Usually held in cozy settings throughout campus, Carolina Public Humanities has adapted these powerhouse seminars to become completely engaging virtual experiences. Participants learn from, and talk with, world-class faculty from UNC and surrounding universities.
Adventures in Ideas take place over a full day and have three or more speakers. Immerse yourself and explore topics in details with a variety of views. Each session is $40 or purchase a CPH Summer Pass for $140 and enjoy ALL all CPH online programs (except Great Book classes).
GAA members save $25 on CPH Summer Pass.
- June 5 – Plato’s Republic and the Meaning of Justice with Geoffrey Sayre-McCord: Many people are raised to think that virtue is its own reward and that they ought to do the right thing because it is right, not because they hope for some reward or fear some punishment. In Plato’s The Republic, Glaucon and his brother Adeimantus mount a powerful case for thinking we should reject these views.

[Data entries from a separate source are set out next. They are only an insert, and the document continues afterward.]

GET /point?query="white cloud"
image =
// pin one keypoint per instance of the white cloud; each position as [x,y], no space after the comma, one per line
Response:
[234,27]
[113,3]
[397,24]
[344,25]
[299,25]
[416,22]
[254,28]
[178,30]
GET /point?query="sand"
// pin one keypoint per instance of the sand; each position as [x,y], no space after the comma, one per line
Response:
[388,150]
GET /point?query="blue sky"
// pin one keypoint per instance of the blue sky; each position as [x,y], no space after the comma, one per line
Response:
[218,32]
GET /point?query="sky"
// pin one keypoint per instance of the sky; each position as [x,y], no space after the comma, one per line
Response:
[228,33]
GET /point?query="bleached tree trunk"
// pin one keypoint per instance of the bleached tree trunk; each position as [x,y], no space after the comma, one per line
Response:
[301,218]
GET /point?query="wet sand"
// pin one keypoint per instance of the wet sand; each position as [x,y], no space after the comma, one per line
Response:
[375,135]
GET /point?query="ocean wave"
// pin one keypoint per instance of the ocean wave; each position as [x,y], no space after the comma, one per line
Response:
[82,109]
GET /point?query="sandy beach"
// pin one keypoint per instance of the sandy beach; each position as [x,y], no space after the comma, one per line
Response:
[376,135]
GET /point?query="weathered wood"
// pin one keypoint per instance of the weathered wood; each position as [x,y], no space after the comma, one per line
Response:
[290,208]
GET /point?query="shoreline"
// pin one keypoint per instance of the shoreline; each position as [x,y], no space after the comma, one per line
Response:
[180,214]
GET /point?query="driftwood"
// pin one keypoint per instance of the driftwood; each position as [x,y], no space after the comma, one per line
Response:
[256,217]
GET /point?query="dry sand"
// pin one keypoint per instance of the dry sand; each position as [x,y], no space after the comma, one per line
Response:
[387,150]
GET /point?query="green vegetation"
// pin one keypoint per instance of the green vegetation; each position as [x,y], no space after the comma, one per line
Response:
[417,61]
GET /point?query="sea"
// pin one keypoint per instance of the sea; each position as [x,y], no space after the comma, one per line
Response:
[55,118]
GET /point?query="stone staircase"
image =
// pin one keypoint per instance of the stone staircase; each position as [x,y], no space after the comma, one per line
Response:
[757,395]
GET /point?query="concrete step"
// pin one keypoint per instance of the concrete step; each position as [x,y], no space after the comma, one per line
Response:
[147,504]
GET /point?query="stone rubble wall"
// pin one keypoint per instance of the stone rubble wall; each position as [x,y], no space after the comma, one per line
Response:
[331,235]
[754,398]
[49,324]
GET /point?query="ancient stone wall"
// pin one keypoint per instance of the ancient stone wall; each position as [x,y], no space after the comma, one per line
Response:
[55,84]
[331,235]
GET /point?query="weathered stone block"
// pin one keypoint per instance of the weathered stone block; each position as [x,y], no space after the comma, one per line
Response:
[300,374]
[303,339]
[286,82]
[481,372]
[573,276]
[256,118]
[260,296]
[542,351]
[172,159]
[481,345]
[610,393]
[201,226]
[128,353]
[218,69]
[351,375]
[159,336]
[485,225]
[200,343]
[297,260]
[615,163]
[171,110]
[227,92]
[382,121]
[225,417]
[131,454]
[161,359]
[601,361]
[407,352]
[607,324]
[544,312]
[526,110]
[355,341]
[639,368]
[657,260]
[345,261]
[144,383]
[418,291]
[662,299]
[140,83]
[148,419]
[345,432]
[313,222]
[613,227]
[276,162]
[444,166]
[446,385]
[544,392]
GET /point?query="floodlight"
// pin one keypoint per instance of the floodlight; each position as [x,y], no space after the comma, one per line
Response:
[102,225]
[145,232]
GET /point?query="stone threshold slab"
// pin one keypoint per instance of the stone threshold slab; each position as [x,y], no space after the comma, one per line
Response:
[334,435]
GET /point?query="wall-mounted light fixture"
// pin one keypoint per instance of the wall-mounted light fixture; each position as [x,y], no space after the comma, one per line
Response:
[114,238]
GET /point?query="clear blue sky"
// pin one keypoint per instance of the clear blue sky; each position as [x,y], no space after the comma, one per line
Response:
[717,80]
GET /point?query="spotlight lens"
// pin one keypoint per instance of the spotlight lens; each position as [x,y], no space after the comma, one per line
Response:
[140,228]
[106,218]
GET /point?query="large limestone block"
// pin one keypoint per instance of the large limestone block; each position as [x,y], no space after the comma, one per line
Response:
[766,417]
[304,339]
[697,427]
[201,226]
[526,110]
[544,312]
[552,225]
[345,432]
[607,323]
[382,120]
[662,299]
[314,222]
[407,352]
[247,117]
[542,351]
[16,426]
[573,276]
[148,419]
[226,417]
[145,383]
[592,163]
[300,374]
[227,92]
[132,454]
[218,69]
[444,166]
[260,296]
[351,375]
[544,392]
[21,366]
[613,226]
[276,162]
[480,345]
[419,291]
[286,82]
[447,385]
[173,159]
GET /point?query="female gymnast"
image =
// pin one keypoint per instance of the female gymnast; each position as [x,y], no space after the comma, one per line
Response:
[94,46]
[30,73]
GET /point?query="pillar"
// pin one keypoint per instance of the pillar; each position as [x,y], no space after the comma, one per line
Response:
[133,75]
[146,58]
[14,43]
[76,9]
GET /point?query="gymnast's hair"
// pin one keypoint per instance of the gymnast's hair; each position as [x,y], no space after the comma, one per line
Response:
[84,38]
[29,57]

- June 26 – Conceptions of Time: From the Big Bang to Daylight Saving with Adrienne Erickcek, Zlatko Pleše and Lloyd Kramer: The meanings and limits of human lives are entangled in the passage of time. We mark the days and years of our lives with familiar numbers on clocks and calendars, but human conceptions of time have always gone far beyond the dates on a calendar. This seminar thus examines how time has been defined and experienced through the cultural frames of science, religion, and social history.
Dialogues are half-day seminars featuring two speakers. Experience informative lectures and lively discussions. Each session is $30 or purchase a CPH Summer Pass for $140 and enjoy ALL all CPH online programs (except Great Book classes).
GAA members save $25 on CPH Summer Pass.
- June 12 – Art, Monuments and Power in Native American Cultures before 1500 with Vincas P. Steponaitis and Eduardo Douglas: Ruling elites have always wanted to show their power through monuments and artworks that celebrate their grandeur and exalted status. This Dialogues seminar examines the linkage between power and monumental art in the societies that flourished long before 1500 C.E. in places that are now within the southeastern United States and Mexico.
- June 19 – Ella Baker, Barack Obama and the Long Struggle for Equal Rights with Patricia S. Parker and Claude A. Clegg III: African American communities have long gathered for Juneteenth celebrations that commemorate the abolition of slavery, but these celebrations have also shown how the struggle for equal rights continues in our own time. This struggle has depended on millions of unsung people, but it has also advanced through the vision of exceptional leaders.